You know, it's been hours since we've been infuriated by an especially shameless Wintel knockoff of an Apple product, and you'd think that would be a good thing. But as it turns out, we've become so conditioned to acute indignation caused by the blithe theft of Apple's best ideas, when we go without it for too long our blood sugar drops sharply and we get the shakes. Prolonged deprivation would probably lead to coma and, eventually, death-- so thank heavens faithful viewer Nicolas sent us a self-righteous outrage booster all the way from Belgium in the form of a link to a certain little software product called WinExposé. You get three guesses what it does. The first four don't count.

Yes, kiddies, it was only a matter of time; someone's copied Panther's Exposé feature and made it available to users of Windows 98, Me, 2000, and XP for the low, low price of just $9.95. And when we say "copied," we don't mean that someone sat down and wrote some software that does something kinda sorta similar; we mean it was copied, down to the teensiest detail. One keystroke scales, tiles, and moves all application windows and lets you click on one to bring it forward; another keystroke does the same for only the current application's windows; a third reveals the desktop. It also supports screen corner activation. Run the (admittedly nifty) Flash-based demo to see just how similar it is. So much for Apple's claim that "you won't find it anywhere else."

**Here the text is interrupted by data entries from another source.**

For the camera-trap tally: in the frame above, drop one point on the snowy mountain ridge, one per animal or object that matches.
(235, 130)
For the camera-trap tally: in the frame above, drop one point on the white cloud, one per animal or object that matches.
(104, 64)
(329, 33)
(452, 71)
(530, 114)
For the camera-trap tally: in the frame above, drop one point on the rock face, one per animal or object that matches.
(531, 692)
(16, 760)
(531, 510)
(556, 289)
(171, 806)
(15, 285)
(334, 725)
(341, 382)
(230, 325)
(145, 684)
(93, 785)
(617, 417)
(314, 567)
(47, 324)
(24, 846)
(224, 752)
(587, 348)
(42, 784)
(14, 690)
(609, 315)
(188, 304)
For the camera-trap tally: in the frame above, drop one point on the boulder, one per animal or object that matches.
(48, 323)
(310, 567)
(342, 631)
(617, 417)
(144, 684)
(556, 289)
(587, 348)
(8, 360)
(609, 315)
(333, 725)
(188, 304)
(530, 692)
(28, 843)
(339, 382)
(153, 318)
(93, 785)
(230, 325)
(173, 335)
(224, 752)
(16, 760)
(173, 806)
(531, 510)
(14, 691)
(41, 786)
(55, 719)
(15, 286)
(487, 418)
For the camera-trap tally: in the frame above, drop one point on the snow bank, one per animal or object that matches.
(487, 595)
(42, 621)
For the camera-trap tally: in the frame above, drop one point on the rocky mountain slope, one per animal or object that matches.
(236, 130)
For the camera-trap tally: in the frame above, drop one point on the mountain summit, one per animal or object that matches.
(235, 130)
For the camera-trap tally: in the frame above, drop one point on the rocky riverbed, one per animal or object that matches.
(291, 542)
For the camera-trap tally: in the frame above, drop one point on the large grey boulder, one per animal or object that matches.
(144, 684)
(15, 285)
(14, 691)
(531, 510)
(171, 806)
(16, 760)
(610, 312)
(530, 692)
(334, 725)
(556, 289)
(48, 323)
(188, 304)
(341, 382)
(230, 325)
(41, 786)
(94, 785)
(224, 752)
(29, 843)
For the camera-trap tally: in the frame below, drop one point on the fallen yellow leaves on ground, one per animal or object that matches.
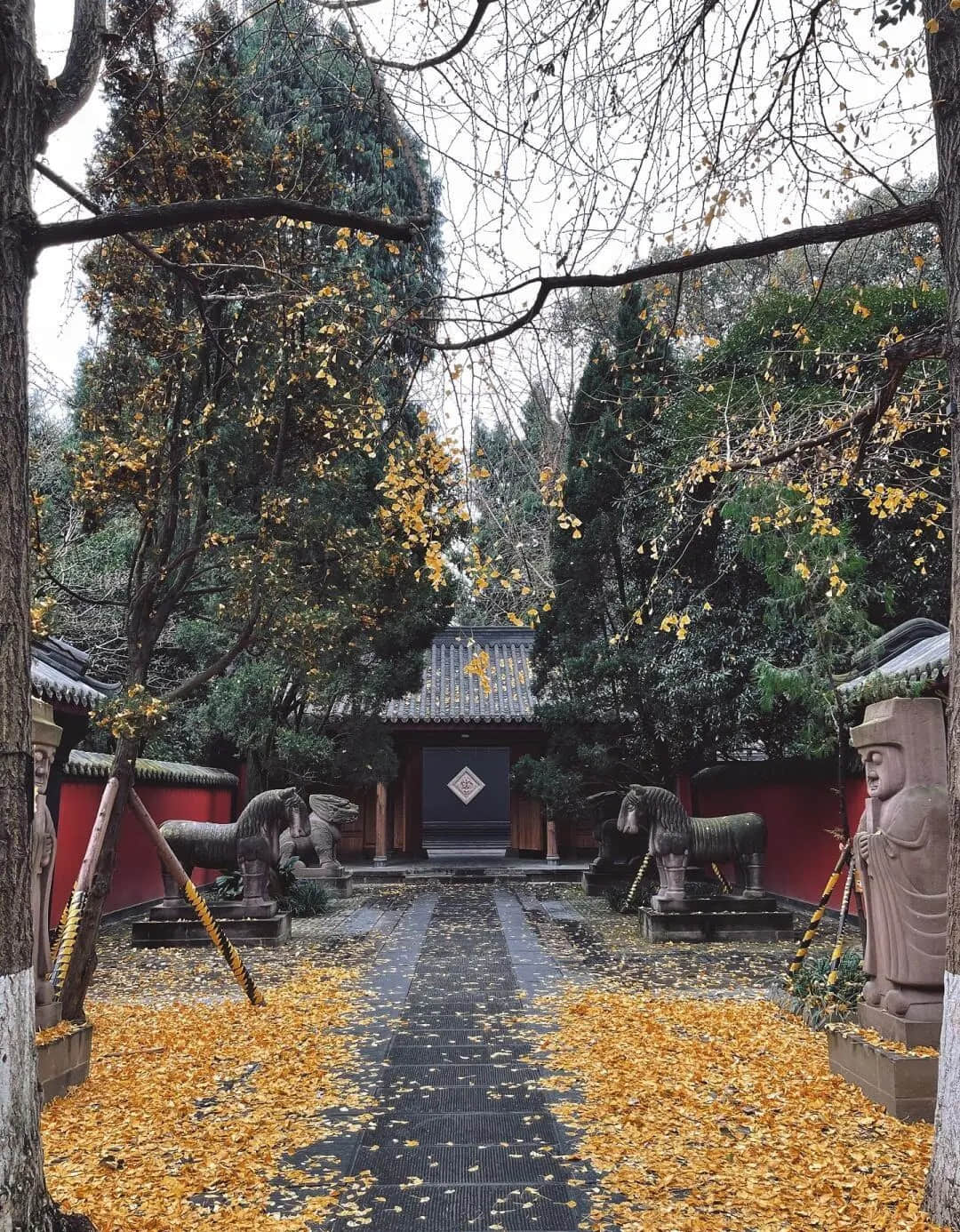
(717, 1116)
(206, 1098)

Interestingly, though perhaps not surprisingly, there seems to be absolutely zero reference on the entire WinExposé web site to Exposé, Apple, or Mac OS X. There is a "Frequently Asked Questions" page, however (which only contains one actual question, but hey, whatever), although we find it hard to believe that the company's most frequently-asked question is "What is it?" and not "Have you no shame?"

Of course, what some Mac users might find most galling of all is that there's no Mac port of the product. We know at least a few Jaguar users who would gladly shell out ten clams for MacWinExposé instead of paying $129 for Panther's 149 other new features. Maybe when 2.0 comes out, hmmmm?

We haven't a clue as to whether or not Apple has grounds for legal action. We don't know if the company patented Exposé's window-switching method, and strangely enough, the Exposé page is noticeably devoid of ™ and ® symbols; Exposé isn't listed as a live Apple trademark in the database of the U.S. Patent & Trademark Office, nor is it listed (registered or otherwise) on Apple's own Trademark List, which includes such obscure titles as "En Passant®" and "Noiroia™." We have a feeling that if Apple's legal team felt it had any case whatsoever, the WinExposé site would already be down, so it looks like we'll be able to tap into this particular source of copycat outrage for a while, yet. And it's a good thing, too-- we haven't felt this healthy since the eOne!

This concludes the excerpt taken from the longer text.